Before people started accepting news in free form as whatever was trending on social media, we were encouraging business and government to work together. We called it by various names such as business-government partnerships but the essential component was the need to understand that the ultimate beneficiary was supposed to be the Canadian public.
In the late 1980s, one of the more remarkable examples of this partnership was SkyDome in Toronto, where the Blue Jays came to play baseball. At a shared public-private cost of around $600 million, few people really understood the benefits to the people of Toronto, of Ontario or Canada.
For one, it put more lustre for Toronto on the world map. It generated billions in tourism. It drove a steady stream of rebuilding to that part of Canada’s largest city. It helped bring Toronto to life. At least it did until ignorant provincial politicians paid off the debt of about $400 million and sold the building to private interests, including Labatt Breweries, for $151 million. Which seemed like quite a bargain despite the continued financial problems of the time. Labatt’s solution was to sell SkyDome in 2004 to Rogers Communications for $25 million.
But the death knell of any landmark is when you try to give it a new and commercial name. It is still our SkyDome, to us old time baseball fans.

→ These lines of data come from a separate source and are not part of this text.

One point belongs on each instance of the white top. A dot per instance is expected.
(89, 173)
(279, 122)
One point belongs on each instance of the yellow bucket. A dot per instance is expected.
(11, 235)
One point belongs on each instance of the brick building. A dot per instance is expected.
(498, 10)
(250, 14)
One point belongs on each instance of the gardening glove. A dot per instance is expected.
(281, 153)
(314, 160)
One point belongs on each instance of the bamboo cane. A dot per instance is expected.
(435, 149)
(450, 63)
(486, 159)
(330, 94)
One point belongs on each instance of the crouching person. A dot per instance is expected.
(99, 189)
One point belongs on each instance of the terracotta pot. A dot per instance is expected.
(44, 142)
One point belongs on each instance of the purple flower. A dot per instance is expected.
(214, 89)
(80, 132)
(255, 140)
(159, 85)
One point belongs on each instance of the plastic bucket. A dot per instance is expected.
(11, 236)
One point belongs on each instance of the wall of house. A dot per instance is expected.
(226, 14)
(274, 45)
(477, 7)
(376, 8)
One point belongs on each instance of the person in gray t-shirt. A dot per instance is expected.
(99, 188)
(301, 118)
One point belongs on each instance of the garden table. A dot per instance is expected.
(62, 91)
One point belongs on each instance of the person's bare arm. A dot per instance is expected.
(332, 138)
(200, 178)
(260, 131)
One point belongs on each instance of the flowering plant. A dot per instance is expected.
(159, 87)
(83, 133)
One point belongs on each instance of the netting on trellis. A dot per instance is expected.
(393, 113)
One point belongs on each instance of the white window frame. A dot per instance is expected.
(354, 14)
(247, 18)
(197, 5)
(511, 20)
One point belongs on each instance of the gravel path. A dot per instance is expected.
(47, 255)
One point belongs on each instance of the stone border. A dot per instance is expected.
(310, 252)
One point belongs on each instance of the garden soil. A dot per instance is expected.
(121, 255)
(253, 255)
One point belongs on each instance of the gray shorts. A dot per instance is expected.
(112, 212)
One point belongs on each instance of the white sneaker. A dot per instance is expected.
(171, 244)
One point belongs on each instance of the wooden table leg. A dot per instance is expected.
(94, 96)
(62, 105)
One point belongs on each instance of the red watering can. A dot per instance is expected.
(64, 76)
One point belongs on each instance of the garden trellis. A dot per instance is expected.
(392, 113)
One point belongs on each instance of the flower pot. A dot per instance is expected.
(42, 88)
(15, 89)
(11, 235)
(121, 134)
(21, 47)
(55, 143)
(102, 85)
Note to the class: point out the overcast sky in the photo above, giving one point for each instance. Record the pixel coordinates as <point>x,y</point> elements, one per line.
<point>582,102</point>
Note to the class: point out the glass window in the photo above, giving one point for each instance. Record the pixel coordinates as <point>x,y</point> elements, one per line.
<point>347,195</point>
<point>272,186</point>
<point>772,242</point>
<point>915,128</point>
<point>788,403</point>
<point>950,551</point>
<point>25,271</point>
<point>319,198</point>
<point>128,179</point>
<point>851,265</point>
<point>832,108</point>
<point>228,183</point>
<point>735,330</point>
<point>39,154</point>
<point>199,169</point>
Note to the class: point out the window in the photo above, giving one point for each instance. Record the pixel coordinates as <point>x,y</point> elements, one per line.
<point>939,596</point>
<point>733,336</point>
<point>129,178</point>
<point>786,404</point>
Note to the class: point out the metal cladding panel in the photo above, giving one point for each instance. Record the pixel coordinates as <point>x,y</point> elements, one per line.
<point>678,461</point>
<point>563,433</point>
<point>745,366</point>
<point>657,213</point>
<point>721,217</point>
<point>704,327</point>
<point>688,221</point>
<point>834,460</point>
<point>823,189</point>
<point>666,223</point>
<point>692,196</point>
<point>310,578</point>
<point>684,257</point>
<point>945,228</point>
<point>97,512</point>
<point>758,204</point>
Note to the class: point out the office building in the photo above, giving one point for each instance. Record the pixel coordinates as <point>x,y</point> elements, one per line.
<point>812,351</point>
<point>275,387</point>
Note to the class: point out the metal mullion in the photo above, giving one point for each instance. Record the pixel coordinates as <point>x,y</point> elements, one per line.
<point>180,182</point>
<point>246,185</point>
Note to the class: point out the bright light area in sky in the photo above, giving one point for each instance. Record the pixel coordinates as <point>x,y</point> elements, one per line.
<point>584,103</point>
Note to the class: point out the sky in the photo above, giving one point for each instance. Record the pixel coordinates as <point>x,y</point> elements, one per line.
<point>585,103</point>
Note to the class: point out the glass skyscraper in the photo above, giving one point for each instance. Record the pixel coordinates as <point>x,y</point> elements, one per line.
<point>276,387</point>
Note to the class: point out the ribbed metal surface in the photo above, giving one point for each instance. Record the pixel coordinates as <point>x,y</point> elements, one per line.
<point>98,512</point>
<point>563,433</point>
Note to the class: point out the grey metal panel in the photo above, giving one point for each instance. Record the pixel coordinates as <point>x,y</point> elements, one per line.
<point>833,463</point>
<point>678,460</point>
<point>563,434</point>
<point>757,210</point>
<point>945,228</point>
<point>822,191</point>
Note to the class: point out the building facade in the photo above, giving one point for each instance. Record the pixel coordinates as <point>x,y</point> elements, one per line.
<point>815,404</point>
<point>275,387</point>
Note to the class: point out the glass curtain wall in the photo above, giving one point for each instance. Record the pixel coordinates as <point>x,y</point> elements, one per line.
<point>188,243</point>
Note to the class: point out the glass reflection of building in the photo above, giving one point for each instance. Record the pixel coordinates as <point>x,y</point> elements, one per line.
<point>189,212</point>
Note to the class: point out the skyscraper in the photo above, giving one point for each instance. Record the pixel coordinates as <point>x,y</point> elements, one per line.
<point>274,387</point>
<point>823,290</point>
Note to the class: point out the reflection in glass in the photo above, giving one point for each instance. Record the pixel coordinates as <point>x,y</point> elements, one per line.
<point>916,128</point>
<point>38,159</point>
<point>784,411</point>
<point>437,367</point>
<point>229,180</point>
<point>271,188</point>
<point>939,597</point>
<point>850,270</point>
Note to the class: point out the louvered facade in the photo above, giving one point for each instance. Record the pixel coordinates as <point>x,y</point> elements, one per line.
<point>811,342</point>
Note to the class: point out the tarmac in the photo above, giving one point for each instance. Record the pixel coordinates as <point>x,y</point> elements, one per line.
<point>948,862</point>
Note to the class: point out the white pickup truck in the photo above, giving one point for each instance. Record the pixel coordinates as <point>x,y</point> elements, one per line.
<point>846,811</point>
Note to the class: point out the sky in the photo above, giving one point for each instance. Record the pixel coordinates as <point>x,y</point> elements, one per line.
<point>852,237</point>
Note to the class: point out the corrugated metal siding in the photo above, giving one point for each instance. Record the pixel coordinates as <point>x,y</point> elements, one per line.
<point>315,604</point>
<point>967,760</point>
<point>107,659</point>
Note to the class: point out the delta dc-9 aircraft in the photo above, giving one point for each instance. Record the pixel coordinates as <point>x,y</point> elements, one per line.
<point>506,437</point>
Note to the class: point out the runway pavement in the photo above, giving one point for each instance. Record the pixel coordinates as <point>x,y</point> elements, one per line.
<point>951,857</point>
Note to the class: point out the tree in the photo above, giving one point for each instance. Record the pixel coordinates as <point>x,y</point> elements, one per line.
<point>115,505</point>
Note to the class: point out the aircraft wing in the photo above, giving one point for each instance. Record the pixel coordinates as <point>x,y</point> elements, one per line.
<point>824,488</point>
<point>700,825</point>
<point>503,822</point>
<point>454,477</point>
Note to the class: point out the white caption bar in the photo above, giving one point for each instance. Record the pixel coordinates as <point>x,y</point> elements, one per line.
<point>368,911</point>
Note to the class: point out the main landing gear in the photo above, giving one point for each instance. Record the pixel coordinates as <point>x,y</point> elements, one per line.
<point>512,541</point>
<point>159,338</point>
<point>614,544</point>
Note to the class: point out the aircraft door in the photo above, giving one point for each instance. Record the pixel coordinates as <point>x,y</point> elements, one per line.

But would you believe that these people who got SkyDome for a song, are now talking about tearing it down. They think they can build another smaller baseball park, with natural grass, nearby.
This new park would be further ‘enhanced,’ according to the proponents with new condominiums and office towers to improve the revenues from the property.
Luckily, the land that SkyDome sits on is not part of the deal for which these schemers paid so little. The lands are leased from a federal government-owned company that specify the only use for these old railway lands is for a ball park and entertainment facility. We might be lucky if this agency says ‘No’ to this new plan.